Torkkelinmäki (Finnish), Torkelsbacken (Swedish) is a central neighborhood of Kallio, Helsinki, Finland. Its boundaries are Hämeentie on the east, Helsinginkatu on the north, Kaarlenkatu on the west and Viides linja on the south. Like elsewhere in Kallio, the area's apartments are small, for the most part consisting of one or two rooms.

There are more inhabitants in this small city quarter than in many small cities (7,172 as of 1 January 2015) and the quarter provides employment to 1,225 people (as of 31 December 2013). The population density -  - is Finland's largest and in the same class as that of Manhattan. The quarter's border streets, Hämeentie, Helsinginkatu and Kaarlenkatu are densely lined with tall apartment buildings. The neighbourhood  offers good cafés and restaurants to residents and visitors.

The centre of Torkkelinmäki is different from the surrounding areas of the city, it is rather compact and picturesque. It was built in 1926-28 Nordic Classicism style with large gardens and parks, the streets are narrow and curved, and the buildings are usually located in the centre of their lot.

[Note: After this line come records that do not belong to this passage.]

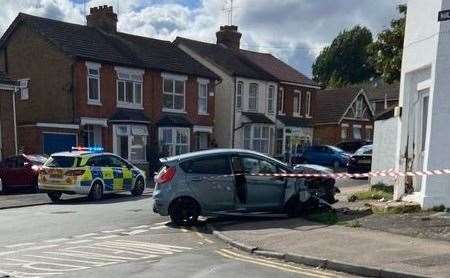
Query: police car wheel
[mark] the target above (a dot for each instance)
(139, 187)
(55, 196)
(184, 212)
(96, 193)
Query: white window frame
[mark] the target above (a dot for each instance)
(93, 66)
(202, 82)
(297, 108)
(255, 97)
(251, 140)
(173, 78)
(134, 76)
(174, 143)
(271, 100)
(281, 92)
(129, 131)
(239, 93)
(308, 105)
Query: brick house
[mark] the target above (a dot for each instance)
(7, 139)
(92, 85)
(246, 103)
(342, 115)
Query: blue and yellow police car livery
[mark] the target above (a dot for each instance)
(89, 171)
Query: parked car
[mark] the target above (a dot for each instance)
(361, 161)
(21, 171)
(324, 155)
(223, 181)
(352, 146)
(324, 186)
(89, 171)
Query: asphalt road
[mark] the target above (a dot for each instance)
(121, 237)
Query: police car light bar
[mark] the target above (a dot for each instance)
(88, 149)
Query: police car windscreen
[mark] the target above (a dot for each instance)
(61, 162)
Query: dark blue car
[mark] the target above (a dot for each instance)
(325, 155)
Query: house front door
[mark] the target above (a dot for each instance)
(420, 136)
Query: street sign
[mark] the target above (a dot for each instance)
(444, 15)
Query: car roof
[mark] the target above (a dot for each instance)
(210, 152)
(80, 153)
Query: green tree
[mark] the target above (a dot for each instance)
(386, 52)
(346, 60)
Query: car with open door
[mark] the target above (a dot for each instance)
(21, 171)
(227, 181)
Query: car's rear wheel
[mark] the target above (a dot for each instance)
(184, 211)
(138, 188)
(96, 192)
(55, 196)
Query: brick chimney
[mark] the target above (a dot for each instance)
(104, 18)
(229, 37)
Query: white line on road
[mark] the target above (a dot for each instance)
(135, 232)
(80, 241)
(158, 227)
(139, 227)
(28, 249)
(105, 237)
(56, 240)
(86, 235)
(20, 245)
(113, 231)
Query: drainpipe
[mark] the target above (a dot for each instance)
(234, 112)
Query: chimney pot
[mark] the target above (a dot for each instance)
(229, 36)
(102, 17)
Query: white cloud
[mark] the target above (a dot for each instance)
(294, 30)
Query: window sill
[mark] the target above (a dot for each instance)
(174, 111)
(130, 106)
(93, 102)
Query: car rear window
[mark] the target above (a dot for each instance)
(61, 162)
(210, 166)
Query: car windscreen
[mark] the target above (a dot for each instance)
(37, 159)
(61, 162)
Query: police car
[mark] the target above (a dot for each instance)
(89, 171)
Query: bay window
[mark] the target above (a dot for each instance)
(203, 97)
(131, 142)
(129, 88)
(173, 93)
(258, 138)
(174, 140)
(253, 97)
(93, 83)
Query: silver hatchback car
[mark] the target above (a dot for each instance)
(221, 181)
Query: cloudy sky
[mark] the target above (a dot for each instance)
(293, 30)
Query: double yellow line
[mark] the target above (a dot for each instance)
(276, 265)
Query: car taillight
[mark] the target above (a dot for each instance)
(73, 173)
(165, 175)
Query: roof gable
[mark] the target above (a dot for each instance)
(227, 59)
(117, 48)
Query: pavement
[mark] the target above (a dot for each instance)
(121, 237)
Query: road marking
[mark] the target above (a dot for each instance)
(139, 227)
(158, 227)
(80, 241)
(113, 231)
(20, 245)
(56, 240)
(135, 232)
(86, 235)
(273, 264)
(106, 237)
(28, 249)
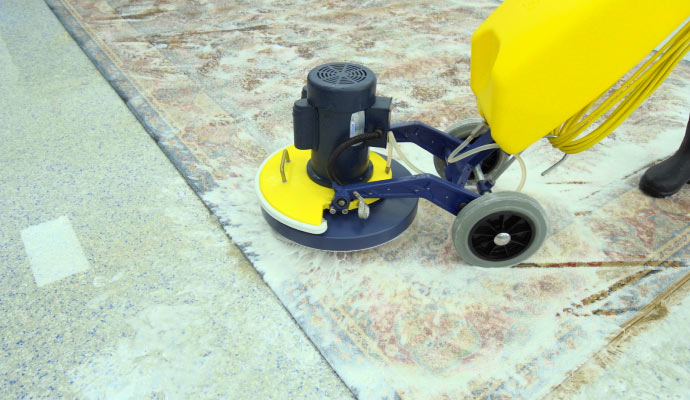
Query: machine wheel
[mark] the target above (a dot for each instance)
(462, 130)
(499, 229)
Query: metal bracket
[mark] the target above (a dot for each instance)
(283, 160)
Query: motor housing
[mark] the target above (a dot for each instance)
(338, 103)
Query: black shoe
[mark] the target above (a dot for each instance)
(669, 176)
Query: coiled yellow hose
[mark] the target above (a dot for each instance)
(623, 101)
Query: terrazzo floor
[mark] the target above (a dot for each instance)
(148, 297)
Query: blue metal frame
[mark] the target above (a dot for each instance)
(449, 194)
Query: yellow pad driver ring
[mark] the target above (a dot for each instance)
(299, 202)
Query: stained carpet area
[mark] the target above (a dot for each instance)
(214, 84)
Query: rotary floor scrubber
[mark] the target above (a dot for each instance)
(309, 192)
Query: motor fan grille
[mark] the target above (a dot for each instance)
(342, 74)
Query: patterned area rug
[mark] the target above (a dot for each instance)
(214, 82)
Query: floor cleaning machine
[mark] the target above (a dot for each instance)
(329, 191)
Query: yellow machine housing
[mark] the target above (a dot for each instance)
(535, 63)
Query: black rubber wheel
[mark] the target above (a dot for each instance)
(499, 229)
(462, 130)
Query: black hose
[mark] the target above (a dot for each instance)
(330, 165)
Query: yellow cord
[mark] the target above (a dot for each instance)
(620, 104)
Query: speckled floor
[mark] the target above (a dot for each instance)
(149, 298)
(166, 306)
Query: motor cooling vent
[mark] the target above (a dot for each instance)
(342, 74)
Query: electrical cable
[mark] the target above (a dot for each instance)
(623, 101)
(330, 164)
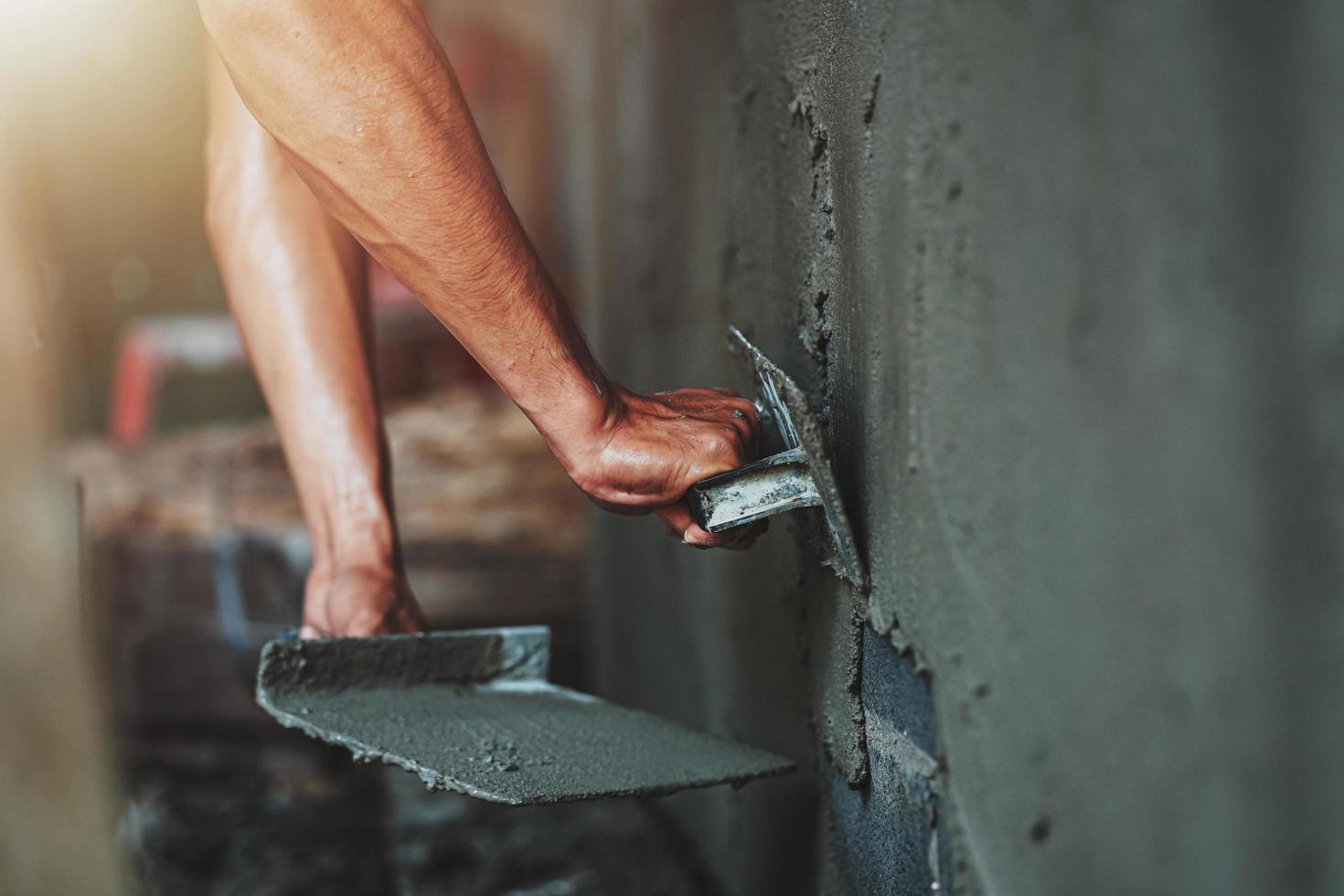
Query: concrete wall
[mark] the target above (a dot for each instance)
(1067, 283)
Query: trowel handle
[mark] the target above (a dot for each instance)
(752, 492)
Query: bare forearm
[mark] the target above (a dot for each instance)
(368, 111)
(296, 285)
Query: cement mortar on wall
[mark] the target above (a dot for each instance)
(1064, 285)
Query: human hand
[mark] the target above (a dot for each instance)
(359, 602)
(649, 449)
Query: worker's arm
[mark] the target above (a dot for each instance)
(296, 283)
(365, 105)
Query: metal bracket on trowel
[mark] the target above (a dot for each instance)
(795, 472)
(474, 712)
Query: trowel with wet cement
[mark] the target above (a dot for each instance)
(474, 712)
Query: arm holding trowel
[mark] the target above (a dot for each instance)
(362, 105)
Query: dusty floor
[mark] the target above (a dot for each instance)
(289, 816)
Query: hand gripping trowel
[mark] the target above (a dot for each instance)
(474, 712)
(795, 472)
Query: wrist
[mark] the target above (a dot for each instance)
(355, 535)
(583, 423)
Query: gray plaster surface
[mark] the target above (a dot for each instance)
(472, 712)
(1064, 283)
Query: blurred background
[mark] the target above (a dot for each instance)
(143, 762)
(1064, 283)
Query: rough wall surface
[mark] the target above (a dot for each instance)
(1067, 283)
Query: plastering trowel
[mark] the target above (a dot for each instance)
(474, 712)
(795, 472)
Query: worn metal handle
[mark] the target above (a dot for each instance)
(752, 492)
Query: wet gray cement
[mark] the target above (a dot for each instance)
(1064, 288)
(472, 712)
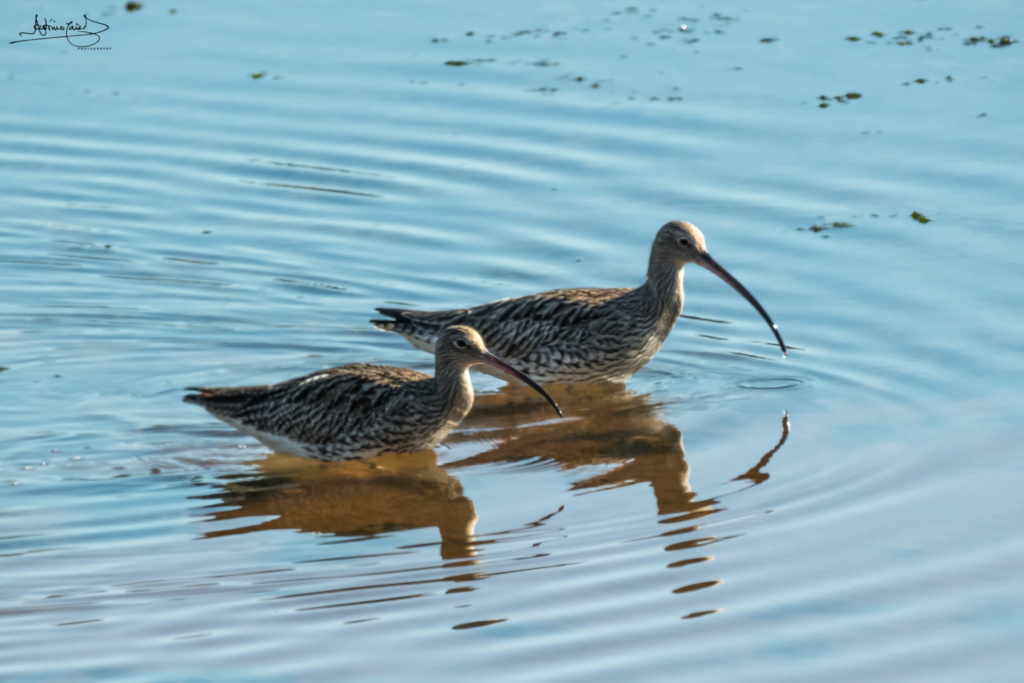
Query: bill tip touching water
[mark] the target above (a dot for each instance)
(586, 335)
(361, 410)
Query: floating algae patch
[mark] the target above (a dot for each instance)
(465, 62)
(1001, 41)
(843, 99)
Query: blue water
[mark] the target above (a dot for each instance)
(171, 220)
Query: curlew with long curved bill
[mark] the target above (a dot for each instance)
(583, 335)
(360, 410)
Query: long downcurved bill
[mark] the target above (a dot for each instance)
(494, 360)
(707, 261)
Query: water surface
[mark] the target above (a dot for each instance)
(173, 219)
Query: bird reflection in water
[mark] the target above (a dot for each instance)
(607, 427)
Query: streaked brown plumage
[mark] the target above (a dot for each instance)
(359, 410)
(583, 335)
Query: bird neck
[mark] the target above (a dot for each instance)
(455, 390)
(664, 288)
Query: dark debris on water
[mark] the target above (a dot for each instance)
(843, 99)
(835, 225)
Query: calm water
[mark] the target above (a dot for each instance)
(170, 220)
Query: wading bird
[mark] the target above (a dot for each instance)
(583, 335)
(359, 410)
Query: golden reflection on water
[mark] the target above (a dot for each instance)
(608, 427)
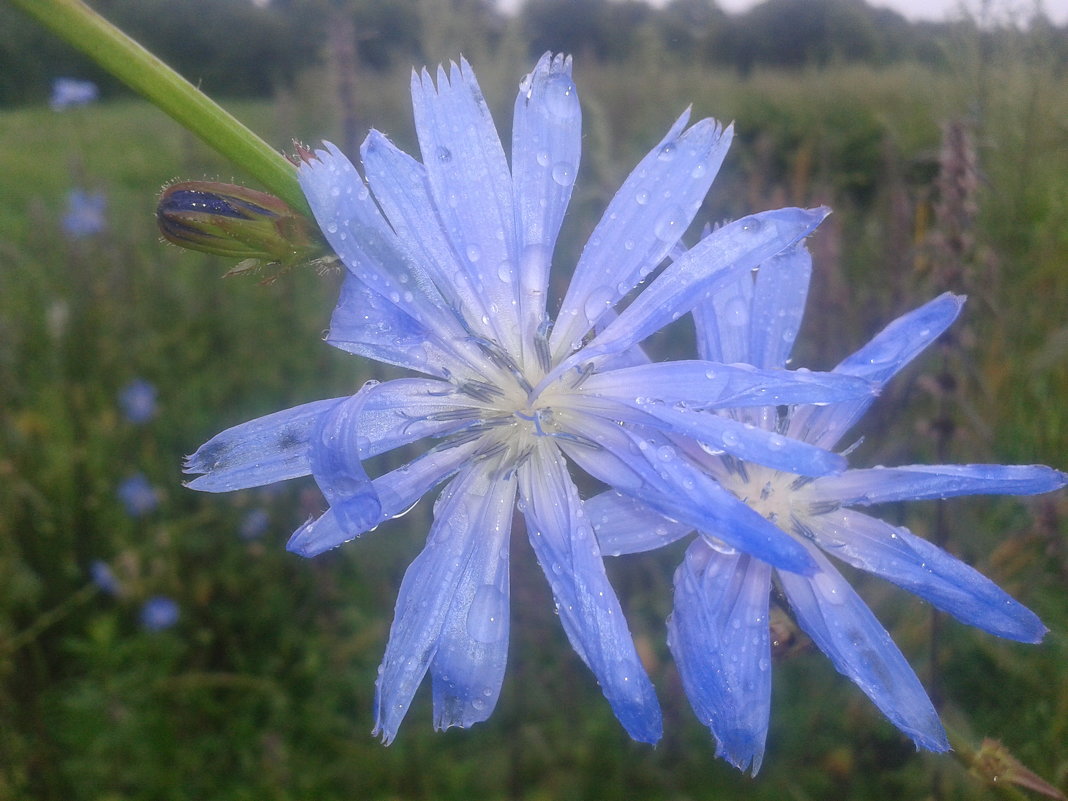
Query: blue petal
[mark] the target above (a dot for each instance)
(397, 491)
(722, 322)
(716, 261)
(471, 187)
(624, 524)
(756, 322)
(641, 225)
(923, 568)
(358, 233)
(703, 385)
(263, 451)
(402, 188)
(718, 633)
(466, 515)
(717, 435)
(844, 628)
(366, 324)
(589, 610)
(468, 668)
(782, 287)
(878, 361)
(408, 409)
(336, 465)
(546, 146)
(648, 467)
(927, 482)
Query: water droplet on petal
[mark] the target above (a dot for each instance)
(561, 96)
(736, 312)
(488, 615)
(669, 224)
(827, 586)
(563, 173)
(598, 300)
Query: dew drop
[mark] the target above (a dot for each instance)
(669, 224)
(563, 173)
(487, 617)
(752, 224)
(599, 299)
(561, 96)
(828, 587)
(737, 312)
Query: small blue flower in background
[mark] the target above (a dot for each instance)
(138, 496)
(100, 574)
(84, 215)
(138, 401)
(71, 92)
(718, 631)
(159, 612)
(448, 275)
(254, 523)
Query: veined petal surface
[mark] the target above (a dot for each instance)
(566, 549)
(719, 635)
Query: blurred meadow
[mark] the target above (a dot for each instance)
(949, 175)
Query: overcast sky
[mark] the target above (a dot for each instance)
(916, 10)
(938, 10)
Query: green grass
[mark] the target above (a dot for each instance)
(264, 689)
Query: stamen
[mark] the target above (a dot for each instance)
(480, 390)
(542, 345)
(823, 507)
(578, 439)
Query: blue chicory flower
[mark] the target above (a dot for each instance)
(159, 612)
(72, 92)
(448, 275)
(85, 214)
(719, 631)
(138, 401)
(138, 497)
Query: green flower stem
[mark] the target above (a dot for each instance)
(88, 31)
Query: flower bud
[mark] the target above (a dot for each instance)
(238, 222)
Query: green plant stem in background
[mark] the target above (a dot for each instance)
(88, 31)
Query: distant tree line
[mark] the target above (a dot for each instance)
(241, 48)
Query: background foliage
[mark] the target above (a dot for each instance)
(263, 689)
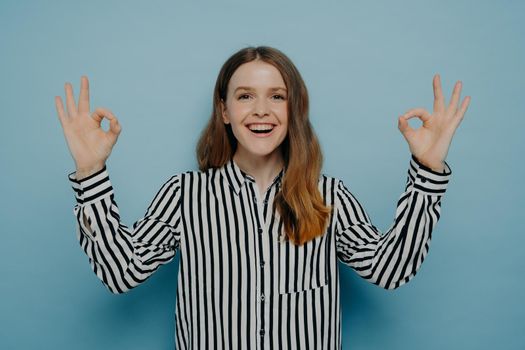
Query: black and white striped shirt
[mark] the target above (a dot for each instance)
(240, 286)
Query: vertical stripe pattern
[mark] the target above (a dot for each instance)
(240, 284)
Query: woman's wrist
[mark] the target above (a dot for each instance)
(82, 173)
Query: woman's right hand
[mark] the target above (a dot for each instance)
(88, 143)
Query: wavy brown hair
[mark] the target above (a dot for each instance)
(299, 201)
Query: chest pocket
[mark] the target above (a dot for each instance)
(305, 267)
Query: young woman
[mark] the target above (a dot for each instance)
(259, 230)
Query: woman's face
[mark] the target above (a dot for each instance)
(256, 107)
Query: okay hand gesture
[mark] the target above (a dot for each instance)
(430, 143)
(88, 143)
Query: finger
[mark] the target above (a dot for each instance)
(60, 109)
(403, 126)
(463, 108)
(70, 100)
(420, 113)
(115, 127)
(439, 100)
(83, 101)
(101, 113)
(453, 106)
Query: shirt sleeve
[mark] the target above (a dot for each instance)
(123, 257)
(391, 259)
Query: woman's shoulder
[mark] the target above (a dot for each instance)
(193, 174)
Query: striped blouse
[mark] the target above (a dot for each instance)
(240, 285)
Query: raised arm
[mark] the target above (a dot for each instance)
(393, 258)
(121, 257)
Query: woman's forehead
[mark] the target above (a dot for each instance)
(257, 75)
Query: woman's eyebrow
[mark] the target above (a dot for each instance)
(247, 88)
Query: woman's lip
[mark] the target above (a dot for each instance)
(262, 134)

Torkkelinmäki transport links are excellent most times of the day, although no public transport lines run through its streets. Sörnäinen metro station is located in the northeast corner of the area and Hakaniemi in the opposite direction. Most bus lines going to northern and north-eastern parts of Helsinki and the capital region run along the eastern border street. Also, majority of the Helsinki tram lines have their routes along the border streets of this neighbourhood. There are also Helsinki City Bikes stations at each of the four corners of the area.